Surfactant-Triggered Molecular Gate Tested on Different Mesoporous Silica Supports for Gastrointestinal Controlled Delivery
Elisa Poyatos-Racionero, Isabel González-Álvarez, Marta González-Álvarez, Ramón Martínez-Máñez, M. Dolores Marcos, Andrea Bernardos, Elena Aznar
In recent decades, the versatility of mesoporous silica particles and their relevance to develop controlled release systems have been demonstrated. Within them, gated materials able to modulate payload delivery represent great advantages. However, the role played by the porous matrix in this kind of systems is scarce. In this work, different mesoporous silica materials (MCM-41, MCM-48, SBA-15 and UVM-7) are functionalized with oleic acid as a molecular gate. All systems are fully characterized and their ability to confine the entrapped cargo and release it in the presence of bile salts is validated with release assays and in vitro digestion experiments. The cargo release profile of each synthesized support is studied, paying attention to the inorganic scaffold.
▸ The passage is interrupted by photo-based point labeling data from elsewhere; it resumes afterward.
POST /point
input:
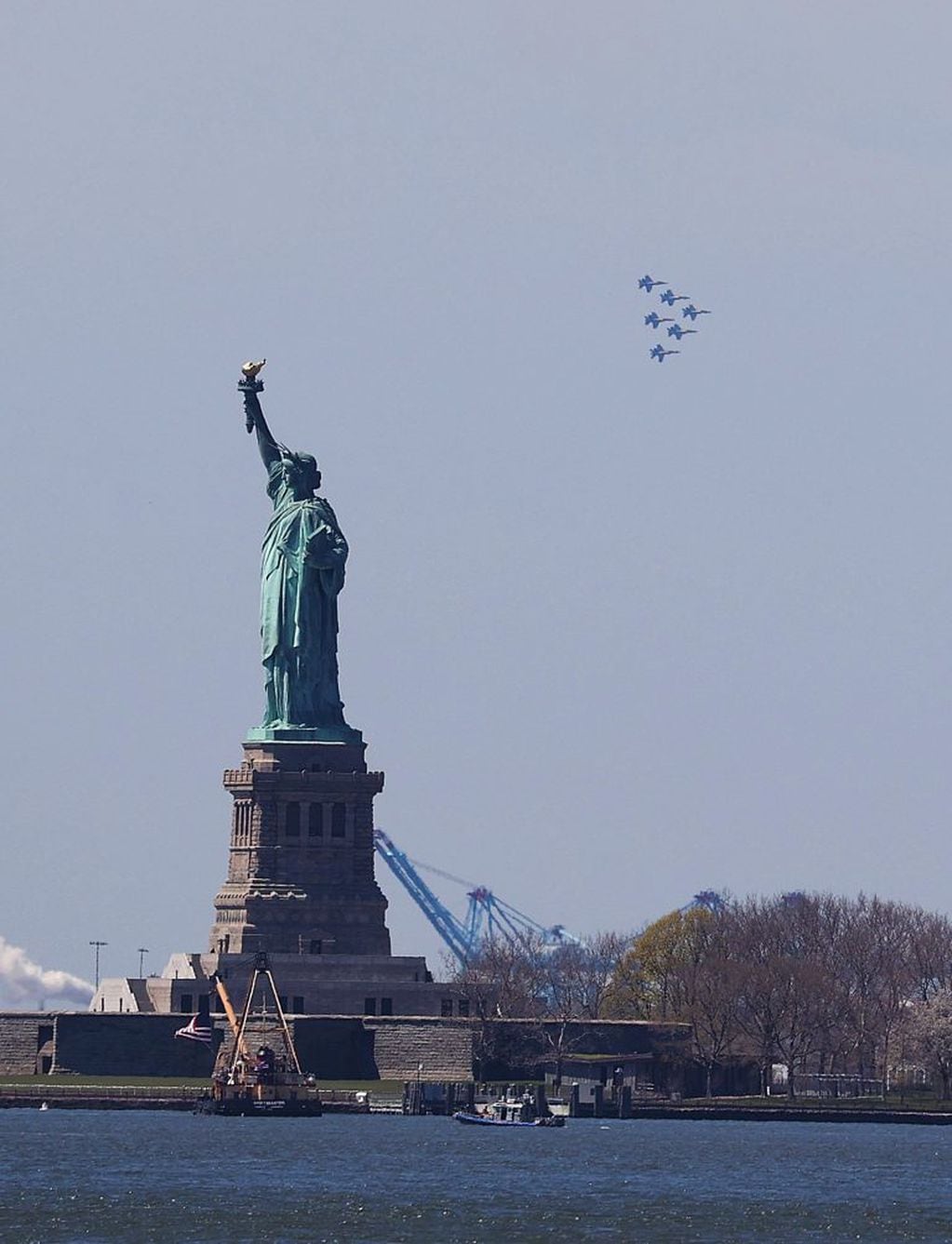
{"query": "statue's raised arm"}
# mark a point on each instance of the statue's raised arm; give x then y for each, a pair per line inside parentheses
(302, 568)
(249, 386)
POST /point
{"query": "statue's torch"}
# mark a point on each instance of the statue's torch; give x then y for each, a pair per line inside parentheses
(250, 384)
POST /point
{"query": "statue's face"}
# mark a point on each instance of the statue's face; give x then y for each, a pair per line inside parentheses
(302, 475)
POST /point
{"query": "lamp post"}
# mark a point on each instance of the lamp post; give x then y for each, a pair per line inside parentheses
(97, 944)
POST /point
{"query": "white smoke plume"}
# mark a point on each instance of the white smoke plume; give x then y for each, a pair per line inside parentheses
(25, 985)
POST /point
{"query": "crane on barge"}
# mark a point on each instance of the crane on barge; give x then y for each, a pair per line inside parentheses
(487, 915)
(261, 1082)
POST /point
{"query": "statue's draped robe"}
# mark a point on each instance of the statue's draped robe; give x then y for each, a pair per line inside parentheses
(302, 560)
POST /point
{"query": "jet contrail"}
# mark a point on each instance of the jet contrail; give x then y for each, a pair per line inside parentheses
(24, 983)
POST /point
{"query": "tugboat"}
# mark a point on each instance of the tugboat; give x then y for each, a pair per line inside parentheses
(510, 1111)
(264, 1082)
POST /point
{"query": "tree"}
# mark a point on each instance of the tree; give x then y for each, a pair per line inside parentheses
(929, 1026)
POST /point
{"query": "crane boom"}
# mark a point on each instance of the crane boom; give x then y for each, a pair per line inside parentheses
(487, 915)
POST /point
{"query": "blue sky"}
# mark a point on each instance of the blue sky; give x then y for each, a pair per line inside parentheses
(615, 632)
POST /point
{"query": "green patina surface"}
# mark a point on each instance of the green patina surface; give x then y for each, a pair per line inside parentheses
(302, 568)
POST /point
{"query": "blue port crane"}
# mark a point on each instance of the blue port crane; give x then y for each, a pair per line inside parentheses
(487, 916)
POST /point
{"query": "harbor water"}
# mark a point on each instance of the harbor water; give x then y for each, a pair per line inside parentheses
(139, 1176)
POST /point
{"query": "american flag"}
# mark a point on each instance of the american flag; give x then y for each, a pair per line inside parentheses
(198, 1029)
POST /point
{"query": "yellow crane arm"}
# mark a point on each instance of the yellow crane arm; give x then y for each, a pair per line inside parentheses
(231, 1012)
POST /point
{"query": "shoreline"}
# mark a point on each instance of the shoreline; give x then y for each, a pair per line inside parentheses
(133, 1097)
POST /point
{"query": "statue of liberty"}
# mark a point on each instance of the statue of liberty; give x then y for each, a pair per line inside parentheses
(302, 560)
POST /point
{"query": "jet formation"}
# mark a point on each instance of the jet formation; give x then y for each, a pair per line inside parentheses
(677, 329)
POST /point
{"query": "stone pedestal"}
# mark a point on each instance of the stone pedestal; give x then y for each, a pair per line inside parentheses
(300, 872)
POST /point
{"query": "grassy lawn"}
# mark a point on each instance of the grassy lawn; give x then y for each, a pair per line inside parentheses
(910, 1101)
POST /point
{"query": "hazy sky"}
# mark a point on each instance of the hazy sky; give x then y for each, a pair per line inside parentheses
(615, 632)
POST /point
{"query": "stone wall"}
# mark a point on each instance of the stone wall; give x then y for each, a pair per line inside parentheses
(128, 1045)
(442, 1048)
(331, 1047)
(20, 1041)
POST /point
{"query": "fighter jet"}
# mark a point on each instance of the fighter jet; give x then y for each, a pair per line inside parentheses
(661, 354)
(677, 331)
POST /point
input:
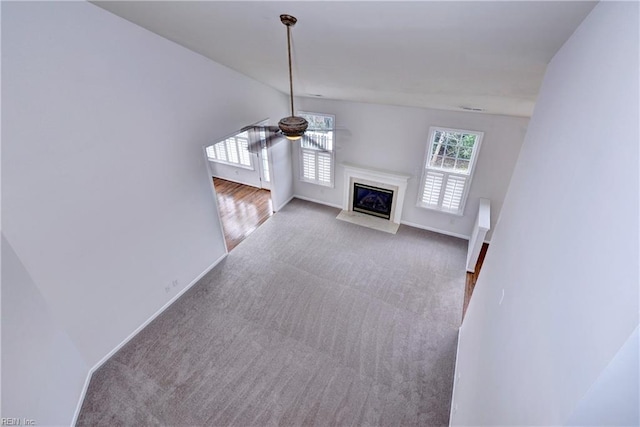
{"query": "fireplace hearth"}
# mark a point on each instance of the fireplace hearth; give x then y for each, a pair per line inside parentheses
(372, 200)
Obtained release profiles fit to Korsmeyer–Peppas model, which explains the differences among the studied supports. Based on the results, UVM-7 material was the most appropriate system for duodenal delivery and was tested in an in vivo model of the Wistar rat. Payload confinement and its complete release after gastric emptying is achieved, establishing the possible use of mesoporous silica particles as protection and direct release agents into the duodenum and, hence, demonstrating that these systems could serve as an alternative to the administration methods employed until now.